Même si les autorités actuelles continuent d'affirmer que "c'est ce qu'elles ont toujours recherché et voulu", la raison et l'expérience des seize mois d'une gouvernance, dont tout le monde a pu constater l'amateurisme mais surtout l'indifférence face aux enjeux que représentent l'avenir du pays et de sa population, devraient aider les observateurs et l'opinion publique à comprendre que le processus en cours, est l'oeuvre de personnes mais également d'entités, dont les valeurs diffèrent sensiblement de celles des concepteurs et des instigateurs de la situation de chaos que nous connaissons depuis maintenant seize mois.
Seules, les diverses entités réunies au sein des diverses organisations prenant part actuellement à la recherche d'une sortie de crise, n'auraient jamais pu parvenir à un compromis sans un catalyseur efficace, lui-même animé d'une bonne dose de détermination.
Le changement d'attitude de la Communauté internationale, en tout cas en ce qui concerne le choix d'une solution malgacho-malgache, n'est également pas fortuite.
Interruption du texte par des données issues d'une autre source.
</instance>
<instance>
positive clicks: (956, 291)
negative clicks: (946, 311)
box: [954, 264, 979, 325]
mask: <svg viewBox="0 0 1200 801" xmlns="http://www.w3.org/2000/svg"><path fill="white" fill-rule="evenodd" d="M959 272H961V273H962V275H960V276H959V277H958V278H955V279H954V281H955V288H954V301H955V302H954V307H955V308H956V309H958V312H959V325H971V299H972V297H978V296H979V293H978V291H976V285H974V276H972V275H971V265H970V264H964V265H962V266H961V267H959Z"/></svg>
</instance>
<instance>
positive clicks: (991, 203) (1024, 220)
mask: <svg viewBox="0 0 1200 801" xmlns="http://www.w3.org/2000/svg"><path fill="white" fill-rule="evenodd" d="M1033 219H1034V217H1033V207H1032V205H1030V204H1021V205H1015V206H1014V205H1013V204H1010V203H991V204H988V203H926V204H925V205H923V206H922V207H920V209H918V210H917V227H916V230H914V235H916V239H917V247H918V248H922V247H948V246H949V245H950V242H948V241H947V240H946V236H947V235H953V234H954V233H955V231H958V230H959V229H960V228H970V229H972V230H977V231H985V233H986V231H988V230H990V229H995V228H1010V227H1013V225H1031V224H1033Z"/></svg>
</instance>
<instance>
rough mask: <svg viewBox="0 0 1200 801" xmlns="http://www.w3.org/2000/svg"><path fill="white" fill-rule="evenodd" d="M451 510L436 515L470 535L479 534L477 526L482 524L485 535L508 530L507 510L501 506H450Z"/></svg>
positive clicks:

Même si les autorités actuelles ont longtemps joué sur l'image d'un pouvoir intransigeant, fier de sa souveraineté ; chacun a pu constater qu'il s'agissait surtout - à travers le refus d'appliquer des accords pourtant acceptés et signés par les plus hauts responsables - de continuer de s'accaparer seuls du pouvoir, d'exclure ceux qui n'adhèrent pas à leurs pratiques, et de continuer de perpétuer, en toute quiètude, des actes contraires aux intérêts du pays.
Ce changement d'attitude de la part de la Communauté internationale est donc la réponse à l'émergence d'une nouvelle donne en ce qui concerne la recomposition du paysage politique malgache. Les autorités actuelles n'ont clairement plus le monopole des décisions s'agissant de l'avenir du pays et, l'unilatéralisme dont elles ont fait preuve jusqu'ici, finira par se disloquer d'une façon ou d'une autre.
Au-delà des polémiques, bien souvent stériles, érigées autour de la personnalité de certains des membres qui composent les différentes structures mises en place actuellement, il faut surtout se dire qu'il leur a été assigné une mission, celle de parvenir coûte que coûte à rétablir les bases d'une certaine conception de la République.
Les dérives et l'anarchie constatées durant ces seize derniers mois doivent impérativement cesser et Madagascar de s'engager sur la voie des principes qui régissent la Démocratie et l'esprit républicain.